In a conversation I had with Chuck Strawn, executive director of "communiversity" at Azusa, he and other administrators expressed disagreement with language used on the Foundation's website, and therefore Blackwell and her fellow students couldn't be affiliated with YAF. Strawn admitted that their decision was based on his and other's opinions and not on the school's written policy.
Strawn said he was particularly bothered by the following language on Young America's Foundation's website:
Are you tired of liberal ideas dominating your campus? Are you tired of liberal and Marxist professors indoctrinating your classmates? Do you want to advance conservatism?
If you answered yes, then you should start a Young Americans for Freedom chapter. YAF chapters make a difference by boldly advancing freedom and conservatism. Radical feminists, big government bureaucrats, fringe environmentalists, race-baiters, Islamo-fascists, and run of the mill leftists are distraught that you would even think about promoting conservative ideas.​"It is really disappointing that a school, which promotes diversity and uses the mantra 'everyone matters,' would ban an existing club from changing its name," Ms. Blackwell declared. "It is even more frustrating that this censorship isn't even due to school rules or policy. It is the result of a few administrators' personal opinions.
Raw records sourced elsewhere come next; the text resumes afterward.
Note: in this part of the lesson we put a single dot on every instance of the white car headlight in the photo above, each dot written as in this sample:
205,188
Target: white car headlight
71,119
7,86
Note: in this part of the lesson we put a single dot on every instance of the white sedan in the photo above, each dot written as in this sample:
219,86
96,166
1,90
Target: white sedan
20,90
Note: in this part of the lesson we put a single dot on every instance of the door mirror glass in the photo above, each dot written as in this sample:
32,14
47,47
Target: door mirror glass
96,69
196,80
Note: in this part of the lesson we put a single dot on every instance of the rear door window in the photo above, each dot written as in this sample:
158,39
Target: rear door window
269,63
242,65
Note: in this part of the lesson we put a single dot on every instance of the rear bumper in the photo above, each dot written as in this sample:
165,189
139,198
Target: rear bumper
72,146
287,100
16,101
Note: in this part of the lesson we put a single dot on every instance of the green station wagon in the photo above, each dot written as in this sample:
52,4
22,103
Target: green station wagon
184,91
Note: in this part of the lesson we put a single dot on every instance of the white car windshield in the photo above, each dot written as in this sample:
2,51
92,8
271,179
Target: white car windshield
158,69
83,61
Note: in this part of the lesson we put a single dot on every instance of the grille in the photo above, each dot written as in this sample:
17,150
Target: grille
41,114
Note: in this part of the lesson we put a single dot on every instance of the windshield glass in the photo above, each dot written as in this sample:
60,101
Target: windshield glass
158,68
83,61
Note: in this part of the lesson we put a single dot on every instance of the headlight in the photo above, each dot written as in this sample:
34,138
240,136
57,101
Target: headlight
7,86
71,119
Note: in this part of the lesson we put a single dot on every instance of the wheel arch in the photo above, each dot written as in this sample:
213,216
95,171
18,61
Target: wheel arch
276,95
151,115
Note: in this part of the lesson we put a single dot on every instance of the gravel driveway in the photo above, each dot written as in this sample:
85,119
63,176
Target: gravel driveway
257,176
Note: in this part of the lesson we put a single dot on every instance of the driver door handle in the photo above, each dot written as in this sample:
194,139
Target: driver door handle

They just don't agree with language on YAF's website about college's having liberal professors. I guess the truth hurts."
Conservative students are treated like second-class citizens on liberal campuses like Azusa Pacific University. These campuses love "diversity" and "inclusion"-except when it comes to conservative ideas and values. Proposed campus groups should be beholden to the same standards and rules, not the intolerant opinions and whims of a few administrators. YAF will keep pressuring APU until this unfair decision is overturned.


----------



## Guest (Oct 6, 2012)

Hmmm, where's the ACLU running to their defense??? Oh that's right, they only defend the civil liberties of LIBERALS! 

Sent from my wicked smaht DROID RAZR


----------



## niteowl1970 (Jul 7, 2009)

If they wanted to form an Azusa College NAMBLA chapter the ACLU would be right there.


----------



## Guest (Oct 7, 2012)

As much as I hate to say it, Azusa Pacific is a private university, so the First Amendment doesn't apply.

However, if I were in charge of such things, I'd pull all public money from the school, including research grants, student loans, etc.


----------



## 7costanza (Aug 29, 2006)

Delta784 said:


> As much as I hate to say it, Azusa Pacific is a private university, so the First Amendment doesn't apply.
> 
> However, if I were in charge of such things, I'd pull all public money from the school, including research grants, student loans, etc.


Absolutely, just like PBS ...pull ALL funding and let the private donors from the left pay for them to host the OWS,Tavis the race baiter Smiley, Basic Black and the rest of the shitheads.


----------